Placing it in a build pipeline. My text starts with an RMarkdown file that is knitted into a markdown file and rendered into other formats by pandoc. Because this function post-processes output from pandoc, I can’t just hit the “Knit”” button in RStudio. I had to make a separate script to do rmarkdown::render to convert my .Rmd file into a .md file which can then be processed by this function.

Don’t fix too much. When pandoc does your references for you, it also does a bibliography section. But it would be wrong to fix the ampersands there. So I have to do a bit of fussing around by finding the line "## References" and processing just the text up until that line.

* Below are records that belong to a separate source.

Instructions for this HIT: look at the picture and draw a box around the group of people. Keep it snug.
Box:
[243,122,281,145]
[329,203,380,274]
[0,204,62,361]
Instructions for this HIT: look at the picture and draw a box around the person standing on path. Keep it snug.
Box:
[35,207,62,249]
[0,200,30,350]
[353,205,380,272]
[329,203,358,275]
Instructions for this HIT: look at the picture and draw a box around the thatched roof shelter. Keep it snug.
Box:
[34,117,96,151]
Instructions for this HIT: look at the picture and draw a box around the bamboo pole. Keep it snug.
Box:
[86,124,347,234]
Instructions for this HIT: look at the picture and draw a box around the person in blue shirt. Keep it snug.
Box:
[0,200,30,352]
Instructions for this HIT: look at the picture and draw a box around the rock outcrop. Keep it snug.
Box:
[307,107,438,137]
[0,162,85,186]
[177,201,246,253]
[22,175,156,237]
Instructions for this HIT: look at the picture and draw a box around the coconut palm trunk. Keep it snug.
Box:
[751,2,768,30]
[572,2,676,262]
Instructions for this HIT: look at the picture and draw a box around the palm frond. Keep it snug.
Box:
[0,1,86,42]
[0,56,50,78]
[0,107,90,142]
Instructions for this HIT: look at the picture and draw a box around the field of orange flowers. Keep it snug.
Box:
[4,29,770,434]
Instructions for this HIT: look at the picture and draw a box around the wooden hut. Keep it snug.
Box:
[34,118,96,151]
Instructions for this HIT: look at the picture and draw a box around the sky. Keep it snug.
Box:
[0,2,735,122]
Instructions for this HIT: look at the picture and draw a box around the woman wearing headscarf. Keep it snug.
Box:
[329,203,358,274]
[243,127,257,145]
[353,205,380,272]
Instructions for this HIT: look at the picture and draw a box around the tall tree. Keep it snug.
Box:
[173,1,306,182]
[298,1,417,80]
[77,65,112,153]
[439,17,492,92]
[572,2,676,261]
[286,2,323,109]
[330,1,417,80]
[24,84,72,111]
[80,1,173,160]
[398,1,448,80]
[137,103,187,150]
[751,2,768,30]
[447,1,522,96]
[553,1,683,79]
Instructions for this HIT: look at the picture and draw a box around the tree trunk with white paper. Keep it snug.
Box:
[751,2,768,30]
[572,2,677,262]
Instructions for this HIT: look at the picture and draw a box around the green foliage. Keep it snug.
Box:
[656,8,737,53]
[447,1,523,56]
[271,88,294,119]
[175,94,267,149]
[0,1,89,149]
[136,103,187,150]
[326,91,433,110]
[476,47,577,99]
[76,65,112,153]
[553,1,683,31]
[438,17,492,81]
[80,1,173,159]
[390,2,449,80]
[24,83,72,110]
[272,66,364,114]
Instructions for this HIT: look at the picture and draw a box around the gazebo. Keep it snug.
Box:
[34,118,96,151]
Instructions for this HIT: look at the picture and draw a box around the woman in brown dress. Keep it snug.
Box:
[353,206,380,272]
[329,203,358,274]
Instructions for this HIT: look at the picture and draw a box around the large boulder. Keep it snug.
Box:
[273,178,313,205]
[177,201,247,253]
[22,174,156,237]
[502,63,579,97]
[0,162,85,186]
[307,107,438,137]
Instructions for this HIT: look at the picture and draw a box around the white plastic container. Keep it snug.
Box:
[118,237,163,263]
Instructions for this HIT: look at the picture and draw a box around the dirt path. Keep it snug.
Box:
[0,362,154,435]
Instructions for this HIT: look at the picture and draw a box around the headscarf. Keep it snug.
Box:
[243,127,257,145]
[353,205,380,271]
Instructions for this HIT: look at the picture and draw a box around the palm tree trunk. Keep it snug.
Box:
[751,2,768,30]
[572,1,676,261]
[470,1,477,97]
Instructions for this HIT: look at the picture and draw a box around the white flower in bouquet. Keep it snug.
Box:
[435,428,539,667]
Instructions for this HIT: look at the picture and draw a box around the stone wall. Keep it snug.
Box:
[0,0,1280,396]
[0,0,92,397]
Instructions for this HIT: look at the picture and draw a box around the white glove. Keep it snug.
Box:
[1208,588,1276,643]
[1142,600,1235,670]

Accounting for encoding. I use readr::read_lines and stringi::stri_write_lines to read and write the text file to preserve the encoding of characters. (readr just released its own write_lines today actually, so I can’t vouch for it yet.)

False matches are still possible. Suppose I’m citing a publication by an organization, like Johnson & Johnson, where that ampersand is part of the name. That citation would wrongly be corrected. I have yet to face that issue in practice though.